I am parsing several XML document feeds with BeautifulSoup, and would like to do some preprocessing to replace non-standard CDATA
tags with custom XML tags. To illustrate:
The following XML source...
<title>The end of the world as we know it</title>
<category><![CDATA[Planking Dancing]]></category>
<pubDate><![CDATA[Sun, 16 Sep 2012 12:00:00 EDT]]></pubDate>
<dc:creator><![CDATA[Bart Simpson]]></dc:creator>
...would turn into:
<title>The end of the world as we know it</title>
<category><myTag>Planking Dancing<myTag></category>
<pubDate><myTag>Sun, 16 Sep 2012 12:00:00 EDT<myTag></pubDate>
<dc:creator><myTag>Bart Simpson<myTag></dc:creator>
I don't think this question has been asked before on SO (I tried a few different SO queries). I've also tried a few different approaches using .findAll('cdata', text=True)
and the applying the BeautifulSoup replaceWith()
method to each resulting NavigableString
. The attempts I've made have resulted in either no substitution, or what looks like a recursive loop.

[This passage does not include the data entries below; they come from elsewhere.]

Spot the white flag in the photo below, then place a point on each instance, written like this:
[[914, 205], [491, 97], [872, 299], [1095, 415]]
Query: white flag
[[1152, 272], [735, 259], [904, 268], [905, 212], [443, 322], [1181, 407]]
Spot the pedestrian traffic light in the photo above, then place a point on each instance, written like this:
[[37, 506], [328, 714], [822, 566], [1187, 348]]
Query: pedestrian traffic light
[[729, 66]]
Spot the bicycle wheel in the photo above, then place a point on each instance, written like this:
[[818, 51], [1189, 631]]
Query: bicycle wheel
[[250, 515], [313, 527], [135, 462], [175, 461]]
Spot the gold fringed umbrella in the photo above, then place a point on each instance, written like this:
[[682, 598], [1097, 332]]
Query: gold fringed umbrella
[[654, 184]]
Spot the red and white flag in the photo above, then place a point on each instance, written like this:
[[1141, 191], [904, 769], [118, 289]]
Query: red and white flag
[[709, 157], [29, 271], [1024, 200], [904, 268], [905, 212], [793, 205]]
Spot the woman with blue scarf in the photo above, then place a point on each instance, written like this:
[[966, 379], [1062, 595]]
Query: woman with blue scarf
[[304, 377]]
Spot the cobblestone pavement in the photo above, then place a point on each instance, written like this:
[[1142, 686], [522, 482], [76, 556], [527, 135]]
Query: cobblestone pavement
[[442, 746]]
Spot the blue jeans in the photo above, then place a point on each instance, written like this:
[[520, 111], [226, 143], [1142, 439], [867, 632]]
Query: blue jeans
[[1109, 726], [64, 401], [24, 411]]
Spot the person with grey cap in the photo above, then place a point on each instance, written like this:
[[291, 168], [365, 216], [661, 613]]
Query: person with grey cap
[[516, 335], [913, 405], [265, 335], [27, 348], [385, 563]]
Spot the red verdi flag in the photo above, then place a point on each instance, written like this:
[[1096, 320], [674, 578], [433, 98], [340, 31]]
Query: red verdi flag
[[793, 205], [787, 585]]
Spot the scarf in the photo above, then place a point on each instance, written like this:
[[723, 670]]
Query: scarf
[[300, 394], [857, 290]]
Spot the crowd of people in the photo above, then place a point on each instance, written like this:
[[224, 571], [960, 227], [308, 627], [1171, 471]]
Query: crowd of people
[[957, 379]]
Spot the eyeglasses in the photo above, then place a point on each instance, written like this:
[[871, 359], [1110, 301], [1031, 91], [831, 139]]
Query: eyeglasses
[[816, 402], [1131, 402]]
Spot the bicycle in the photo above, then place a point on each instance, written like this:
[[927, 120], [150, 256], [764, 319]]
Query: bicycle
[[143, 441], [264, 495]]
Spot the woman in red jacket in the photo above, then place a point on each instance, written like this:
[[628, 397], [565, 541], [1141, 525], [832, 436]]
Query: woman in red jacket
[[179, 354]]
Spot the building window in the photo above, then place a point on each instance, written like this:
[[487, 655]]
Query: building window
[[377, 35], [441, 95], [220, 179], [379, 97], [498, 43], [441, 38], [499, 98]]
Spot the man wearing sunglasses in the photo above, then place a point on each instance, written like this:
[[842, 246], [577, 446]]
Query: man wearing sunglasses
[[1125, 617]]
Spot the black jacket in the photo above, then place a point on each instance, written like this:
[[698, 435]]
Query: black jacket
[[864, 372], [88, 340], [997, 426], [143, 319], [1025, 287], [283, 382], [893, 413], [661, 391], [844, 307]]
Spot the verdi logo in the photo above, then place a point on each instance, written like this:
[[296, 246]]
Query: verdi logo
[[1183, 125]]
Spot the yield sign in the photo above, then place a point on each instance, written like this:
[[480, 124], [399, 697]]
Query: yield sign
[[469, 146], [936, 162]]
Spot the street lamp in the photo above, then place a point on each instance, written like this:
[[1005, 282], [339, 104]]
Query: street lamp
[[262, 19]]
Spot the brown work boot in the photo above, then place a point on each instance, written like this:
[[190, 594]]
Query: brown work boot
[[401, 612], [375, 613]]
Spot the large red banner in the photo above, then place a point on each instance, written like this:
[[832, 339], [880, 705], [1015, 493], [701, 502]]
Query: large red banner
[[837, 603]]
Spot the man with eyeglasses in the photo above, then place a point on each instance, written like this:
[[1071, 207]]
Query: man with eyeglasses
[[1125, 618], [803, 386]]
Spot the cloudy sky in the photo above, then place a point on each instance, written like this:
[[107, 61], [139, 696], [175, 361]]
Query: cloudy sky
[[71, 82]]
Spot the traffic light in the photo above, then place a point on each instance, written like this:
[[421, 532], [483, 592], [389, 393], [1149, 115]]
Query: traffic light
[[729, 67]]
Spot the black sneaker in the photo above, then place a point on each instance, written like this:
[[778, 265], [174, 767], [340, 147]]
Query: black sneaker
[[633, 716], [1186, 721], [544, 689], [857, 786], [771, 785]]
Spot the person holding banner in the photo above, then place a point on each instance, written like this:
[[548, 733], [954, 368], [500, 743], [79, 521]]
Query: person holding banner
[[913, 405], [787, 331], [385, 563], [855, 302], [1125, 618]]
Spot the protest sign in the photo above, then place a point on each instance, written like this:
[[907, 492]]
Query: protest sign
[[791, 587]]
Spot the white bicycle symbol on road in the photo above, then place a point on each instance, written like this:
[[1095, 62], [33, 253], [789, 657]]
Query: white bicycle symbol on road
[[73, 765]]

I'm happy to post my previous attempts, but given that the problem here is quite simple I'm hoping someone can post a clear example of how to accomplish the search-and-replace above using BeautifulSoup 3.
CData
is a subclass of NavigableString
, so you can find all CData
elements by first searching for all NavigableString
objects, and then testing
whether each is an instance of CData
. Once you've got one, it's easily
replaced using replaceWith
, as you suggested:
>>> from BeautifulSoup import BeautifulSoup, CData, Tag
>>> source = """
... <title>The end of the world as we know it</title>
... <category><![CDATA[Planking Dancing]]></category>
... <pubDate><![CDATA[Sun, 16 Sep 2012 12:00:00 EDT]]></pubDate>
... <dc:creator><![CDATA[Bart Simpson]]></dc:creator>
... """
>>> soup = BeautifulSoup(source)
>>> for navstr in soup(text=True):
... if isinstance(navstr, CData):
... tag = Tag(soup, "myTag")
... tag.insert(0, navstr[:])
... navstr.replaceWith(tag)
...
>>> soup
<title>The end of the world as we know it</title>
<category><myTag>Planking Dancing</myTag></category>
<pubdate><myTag>Sun, 16 Sep 2012 12:00:00 EDT</myTag></pubdate>
<dc:creator><myTag>Bart Simpson</myTag></dc:creator>
>>>
A couple of notes:
you can call a BeautifulSoup
object as though it were a function, and the
effect is the same as calling its .findAll()
method.
The only way I know to get the content of a CData
object in BS3 is to slice
it, as in the snippet above. str(navstr)
would keep all the
<![CDATA[...]]>
junk, which obviously you don't want. In BS4, str(navstr)
gives you the content without the junk.